In my last post, I described Hash Joins which is showing as Hash Match physical operator in the graphical execution plan. Another place hash match is used is for aggregation. When columns in group by clause do have have indexes or SQL Server cannot determine whether the rows are sorted or not, SQL Server will perform a Hash match to get aggregates. If distinct keywork appears on the select list, but there is no indexes on the selected columns, a hash match will be used as well. This operation is called hash aggregate.
While aggregating, records are read from the source one by one. The source can be a table or a set of the result of joins. Hashed keys are build based on the columns in the group-by clause. Each value combination of columns in the group by clause will generate one unique hash key in memory – hash list (table). When a record is read from the source,
- If the hashed key is not in the hash table, hashed key will be added.
- If the hash key is already in the hash table, the aggregate values in the hash list will be updated.
Hash aggregate requires CPU power to perform hash algorithm and hash list search. It also requires memory to hold the hash table and aggregates. Although it’s just one row (in hash table) for a group of values, it’s still possible that query is not able to allocate enough memory for the hash table.

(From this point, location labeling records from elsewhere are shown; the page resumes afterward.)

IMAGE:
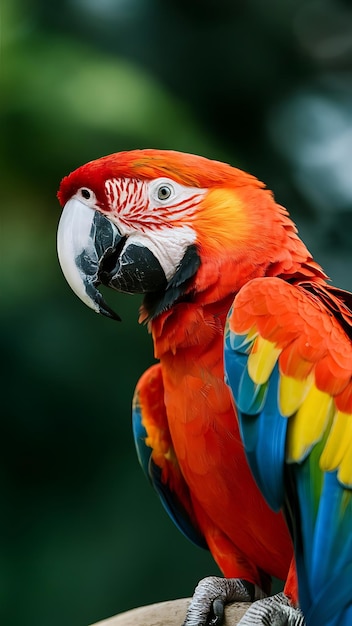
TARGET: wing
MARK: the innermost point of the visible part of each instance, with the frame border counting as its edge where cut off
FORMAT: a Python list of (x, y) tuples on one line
[(156, 454), (288, 362)]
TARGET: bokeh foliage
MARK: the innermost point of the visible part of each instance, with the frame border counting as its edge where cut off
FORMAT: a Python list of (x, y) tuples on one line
[(266, 86)]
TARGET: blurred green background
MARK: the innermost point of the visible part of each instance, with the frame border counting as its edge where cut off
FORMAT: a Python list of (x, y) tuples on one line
[(264, 85)]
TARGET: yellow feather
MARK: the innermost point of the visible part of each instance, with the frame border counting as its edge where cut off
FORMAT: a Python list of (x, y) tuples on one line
[(292, 393), (308, 425), (262, 359), (337, 453)]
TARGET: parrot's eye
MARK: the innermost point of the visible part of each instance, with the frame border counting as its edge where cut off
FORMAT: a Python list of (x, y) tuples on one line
[(85, 193), (164, 192)]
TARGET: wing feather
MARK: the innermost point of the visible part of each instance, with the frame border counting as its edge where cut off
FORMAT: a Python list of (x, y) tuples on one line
[(298, 371)]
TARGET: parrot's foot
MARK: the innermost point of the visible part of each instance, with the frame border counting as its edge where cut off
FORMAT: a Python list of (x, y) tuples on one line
[(273, 611), (211, 595)]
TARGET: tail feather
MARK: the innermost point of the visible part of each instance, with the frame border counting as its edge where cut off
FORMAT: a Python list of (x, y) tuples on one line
[(323, 544)]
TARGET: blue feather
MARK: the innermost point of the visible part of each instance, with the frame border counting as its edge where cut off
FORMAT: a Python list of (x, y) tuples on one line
[(262, 427)]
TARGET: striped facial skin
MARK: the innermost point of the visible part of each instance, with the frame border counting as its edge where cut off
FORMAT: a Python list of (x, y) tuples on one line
[(133, 235)]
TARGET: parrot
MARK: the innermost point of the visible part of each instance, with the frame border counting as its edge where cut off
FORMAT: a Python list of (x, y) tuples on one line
[(243, 425)]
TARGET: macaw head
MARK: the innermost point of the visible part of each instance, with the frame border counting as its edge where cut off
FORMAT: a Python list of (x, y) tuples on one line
[(168, 225)]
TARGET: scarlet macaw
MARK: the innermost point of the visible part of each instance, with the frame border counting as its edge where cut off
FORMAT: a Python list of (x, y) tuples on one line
[(198, 238)]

When this happen, SQL Server will put some hash partitions in to tempdb. That’s great! But what will happen next?
Now let’s say we have part of the hash list in tempdb and part of them in memory. When a new row comes into the pipe, if the hash is in the hash partition(s) in memory, perfrom the aggregate. If the hash is not in the hash partition(s) in memory, then the hash value will be directly saved in the tempdb without any aggregation. Until all rows are processed, the hash table in memory will be sent to client and discarded. The hash partitions in tempdb will be read into memeory to have aggregates calculated and sent to client. Until all hash partitions in tempdb are processed, the query execution completes.

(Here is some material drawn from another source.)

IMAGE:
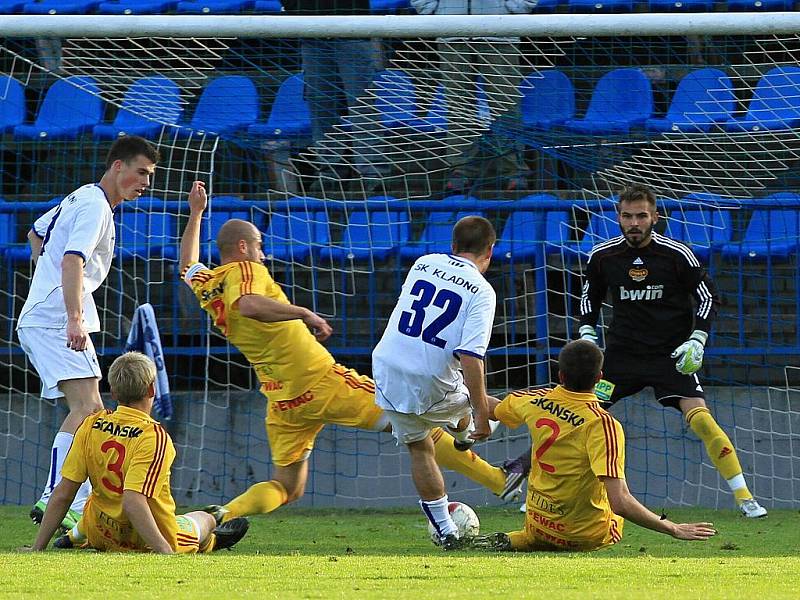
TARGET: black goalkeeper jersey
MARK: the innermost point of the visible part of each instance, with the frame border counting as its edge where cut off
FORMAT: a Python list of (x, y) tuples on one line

This is a very heavy process especially when hash list runs out of memory. They way to make it efficient is to have values in the group by list sorted. This will not make Hash Match efficient but it will lead Query Processor to use different physical operator to perform aggregate — Stream Aggregate, i will talk about it in my next post.

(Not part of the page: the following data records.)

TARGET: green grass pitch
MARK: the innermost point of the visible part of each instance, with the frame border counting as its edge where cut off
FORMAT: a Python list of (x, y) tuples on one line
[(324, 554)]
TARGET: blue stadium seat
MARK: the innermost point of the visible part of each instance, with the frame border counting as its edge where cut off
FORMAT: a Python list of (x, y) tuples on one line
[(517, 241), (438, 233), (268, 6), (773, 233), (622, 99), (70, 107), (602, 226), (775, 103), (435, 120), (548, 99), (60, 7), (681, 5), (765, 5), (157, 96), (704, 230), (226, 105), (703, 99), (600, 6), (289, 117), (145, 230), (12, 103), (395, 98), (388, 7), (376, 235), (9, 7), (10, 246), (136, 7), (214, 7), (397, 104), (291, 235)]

I find your posts very informative and so far I have not find a book that can help me perform efficient query tuning. Most people will give you the basics that everyone else already knows but I wish there was a book that would go in detail about each operator and when the optimizer decides to use it. If you could include a sample TSQL for us readers to try it ourselves. I plan to come up with a few examples to see when the Hash aggregates are used.
Thank you.
Alex, thanks for visiting my blog. I should have few examples here. For the hash aggregate, when your query does aggregate without index on group by columns and with many rows taking part of the aggregate, SQL Server will use hash aggregate.